Based on an analysis of three case studies in Brazil, the first profile found that prominent emerging ways of giving include charity rounding up, crowdfunding, and social impact publishing, which involves the production of inspiring, revenue-producing editorial content. Donations collected through rounding up for charity via Arredondar increased from BRL1,091 in 2013 (equivalent to $590 in 2021, adjusted for inflation) to more than BRL1.6 million in 2020 (equivalent to $330,186 in 2021, adjusted for inflation). In addition, the study found that the most successful initiatives prioritized transparency and accountability in giving.

Based on an online survey of nearly 3,000 individuals in the UK, the profile found that prominent expanded methods of giving include online giving and crowdfunding.
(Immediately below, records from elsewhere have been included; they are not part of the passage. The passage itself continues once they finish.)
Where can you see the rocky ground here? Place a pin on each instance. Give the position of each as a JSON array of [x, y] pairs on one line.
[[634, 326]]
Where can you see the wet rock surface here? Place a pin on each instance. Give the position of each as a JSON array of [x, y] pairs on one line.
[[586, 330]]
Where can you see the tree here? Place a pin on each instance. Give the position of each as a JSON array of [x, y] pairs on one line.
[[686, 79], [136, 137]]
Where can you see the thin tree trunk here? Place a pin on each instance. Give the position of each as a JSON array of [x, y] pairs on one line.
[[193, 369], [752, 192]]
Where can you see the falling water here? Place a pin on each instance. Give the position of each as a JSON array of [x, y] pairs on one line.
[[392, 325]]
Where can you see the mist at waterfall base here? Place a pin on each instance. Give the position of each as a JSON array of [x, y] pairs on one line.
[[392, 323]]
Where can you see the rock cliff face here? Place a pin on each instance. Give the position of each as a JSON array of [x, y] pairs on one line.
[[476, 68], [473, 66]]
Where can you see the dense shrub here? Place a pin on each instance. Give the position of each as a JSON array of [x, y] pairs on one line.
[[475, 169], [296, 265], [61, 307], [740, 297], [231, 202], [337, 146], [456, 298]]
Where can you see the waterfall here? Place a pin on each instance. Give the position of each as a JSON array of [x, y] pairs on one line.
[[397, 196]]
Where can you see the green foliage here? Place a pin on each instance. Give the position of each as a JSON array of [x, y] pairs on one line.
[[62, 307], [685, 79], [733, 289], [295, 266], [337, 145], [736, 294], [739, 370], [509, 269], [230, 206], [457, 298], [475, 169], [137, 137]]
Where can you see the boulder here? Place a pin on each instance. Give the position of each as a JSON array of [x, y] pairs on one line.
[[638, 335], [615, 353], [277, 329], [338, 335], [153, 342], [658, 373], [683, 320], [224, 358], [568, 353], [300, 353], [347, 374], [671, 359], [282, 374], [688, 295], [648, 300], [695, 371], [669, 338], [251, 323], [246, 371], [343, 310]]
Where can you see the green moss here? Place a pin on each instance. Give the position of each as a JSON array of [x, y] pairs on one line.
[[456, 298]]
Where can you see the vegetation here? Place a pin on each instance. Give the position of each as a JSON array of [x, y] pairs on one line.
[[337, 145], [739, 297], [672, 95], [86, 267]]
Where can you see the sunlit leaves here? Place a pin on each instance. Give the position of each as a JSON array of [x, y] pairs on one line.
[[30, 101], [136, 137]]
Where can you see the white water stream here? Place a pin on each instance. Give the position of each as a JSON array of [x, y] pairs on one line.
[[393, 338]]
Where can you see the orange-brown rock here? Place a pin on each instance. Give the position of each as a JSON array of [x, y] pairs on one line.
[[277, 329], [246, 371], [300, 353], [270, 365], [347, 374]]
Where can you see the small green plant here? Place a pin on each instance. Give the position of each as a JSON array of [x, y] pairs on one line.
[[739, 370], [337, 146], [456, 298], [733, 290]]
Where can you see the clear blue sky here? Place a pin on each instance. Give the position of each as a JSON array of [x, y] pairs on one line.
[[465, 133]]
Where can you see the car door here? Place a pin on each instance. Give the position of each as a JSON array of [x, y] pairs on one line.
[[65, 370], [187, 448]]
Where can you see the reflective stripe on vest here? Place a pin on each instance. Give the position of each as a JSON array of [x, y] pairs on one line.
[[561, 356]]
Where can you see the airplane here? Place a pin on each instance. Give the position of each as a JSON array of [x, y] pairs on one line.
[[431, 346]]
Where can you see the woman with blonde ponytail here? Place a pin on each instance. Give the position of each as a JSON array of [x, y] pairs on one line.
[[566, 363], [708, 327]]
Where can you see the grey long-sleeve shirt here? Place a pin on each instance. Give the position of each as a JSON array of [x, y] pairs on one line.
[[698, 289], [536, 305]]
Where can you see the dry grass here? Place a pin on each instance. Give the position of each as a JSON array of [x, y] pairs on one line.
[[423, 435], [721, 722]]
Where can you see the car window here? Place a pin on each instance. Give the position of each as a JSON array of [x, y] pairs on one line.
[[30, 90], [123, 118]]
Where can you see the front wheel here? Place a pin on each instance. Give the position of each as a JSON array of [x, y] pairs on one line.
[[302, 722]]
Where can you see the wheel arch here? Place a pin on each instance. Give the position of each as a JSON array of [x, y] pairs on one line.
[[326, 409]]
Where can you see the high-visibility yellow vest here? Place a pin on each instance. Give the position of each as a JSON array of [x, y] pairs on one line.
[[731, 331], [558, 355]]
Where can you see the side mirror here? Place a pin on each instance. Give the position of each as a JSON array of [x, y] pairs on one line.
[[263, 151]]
Among donors interviewed between May and July 2021, 60 percent reported that gifts they had made in the past year had been made online, with the most common way being through a third-party app. In addition, researchers found that 63 percent of people who used social media to request donations also made requests in person.

“The results of the first two country profiles suggest an evolution in giving practices and highlight a significant expansion of digital giving practices and peer-to-peer giving,” said Amir Pasic, the Eugene R. Tempel Dean of the Indiana University Lilly Family School of Philanthropy. “While these findings are the first in a series, the documented growth in digital giving and shifting donor expectations in the UK and in Brazil reinforce existing evidence that digital practices can help democratize the practice of philanthropy. Digital innovation makes philanthropy accessible and fosters greater transparency and accountability for how gifts lead to impact.”